Dalam aduannya, warga penghuni Apartemen Bale Hinggil yang diwakili Pembina Bale Hinggil Community (BHC), Cun Indra Pranawa intinya ingin kebutuhan dasar berupa listrik dan air bersih itu diaktifkan atau dibuka kembali. Karena penghuni sangat menderita tanpa listrik dan air. “Ya bagaimana caranya sesegera mungkin penghuni bisa hidup dengan layak lagi,”ujar dia.

Dia menegaskan, warga penghuni unit tak bisa memenuhi apa yang diminta pengelola karena terkendala aturan perundangan yang ada. Di mana selama sertifikat (SHM) dan AJB belum diterima penghuni, maka biaya ditanggung pengembang.
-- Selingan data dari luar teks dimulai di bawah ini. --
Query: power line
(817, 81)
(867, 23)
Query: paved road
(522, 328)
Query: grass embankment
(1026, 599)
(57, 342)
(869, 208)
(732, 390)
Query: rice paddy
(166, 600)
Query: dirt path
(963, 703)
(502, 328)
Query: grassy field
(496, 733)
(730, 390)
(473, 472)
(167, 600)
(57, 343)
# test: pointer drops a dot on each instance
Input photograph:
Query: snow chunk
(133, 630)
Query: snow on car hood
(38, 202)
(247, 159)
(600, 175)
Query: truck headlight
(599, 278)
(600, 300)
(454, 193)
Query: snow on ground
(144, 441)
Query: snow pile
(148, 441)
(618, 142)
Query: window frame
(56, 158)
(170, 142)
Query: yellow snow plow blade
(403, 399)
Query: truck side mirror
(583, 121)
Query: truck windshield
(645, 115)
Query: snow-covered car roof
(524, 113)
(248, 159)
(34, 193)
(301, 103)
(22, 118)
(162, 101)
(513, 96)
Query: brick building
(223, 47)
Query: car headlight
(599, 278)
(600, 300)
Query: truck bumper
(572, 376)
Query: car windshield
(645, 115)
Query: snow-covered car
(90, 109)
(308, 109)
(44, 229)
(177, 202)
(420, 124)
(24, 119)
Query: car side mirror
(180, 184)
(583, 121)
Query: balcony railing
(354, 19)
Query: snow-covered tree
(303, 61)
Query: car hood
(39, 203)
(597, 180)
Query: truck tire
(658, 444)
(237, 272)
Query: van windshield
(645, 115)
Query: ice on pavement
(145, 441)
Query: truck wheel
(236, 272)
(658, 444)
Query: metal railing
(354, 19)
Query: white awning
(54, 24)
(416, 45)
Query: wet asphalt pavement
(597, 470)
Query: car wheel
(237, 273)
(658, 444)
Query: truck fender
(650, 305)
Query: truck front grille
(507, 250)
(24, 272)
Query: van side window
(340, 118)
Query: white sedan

Persoalannya, pengembang telah menggadaikan sertifikat induk ke Bank Bukopin.

“Kami punya bukti sertifikat induk apartemen kami yang sudah kita beli, kini dalam status jaminan di Bank Bukopin,”ungkap dia.

Lebih jauh, Cun Indra Pranawa menyatakan, dengan memutus aliran listrik dan air bersih itu menunjukkan jika pengelola bersikap arogan.

“Lebih baik kita bayar ke badan khusus yang ditunjuk daripada hidup dalam pemerasan,” jelas dia.

Apalagi, menurut
Cun Indra Pranawa, sejak 31 Desember 2024, PT TKS sudah tak bisa mengelola lagi karena masa perjanjiannya sudah habis.

Namun tudingan tersebut dibantah mentah-mentah oleh lawyer dari PT TKS, Agung Setyo Rudi. Menurut dia, apa yang disampaikan kuasa hukum penghuni apartemen adalah sesuatu yang salah.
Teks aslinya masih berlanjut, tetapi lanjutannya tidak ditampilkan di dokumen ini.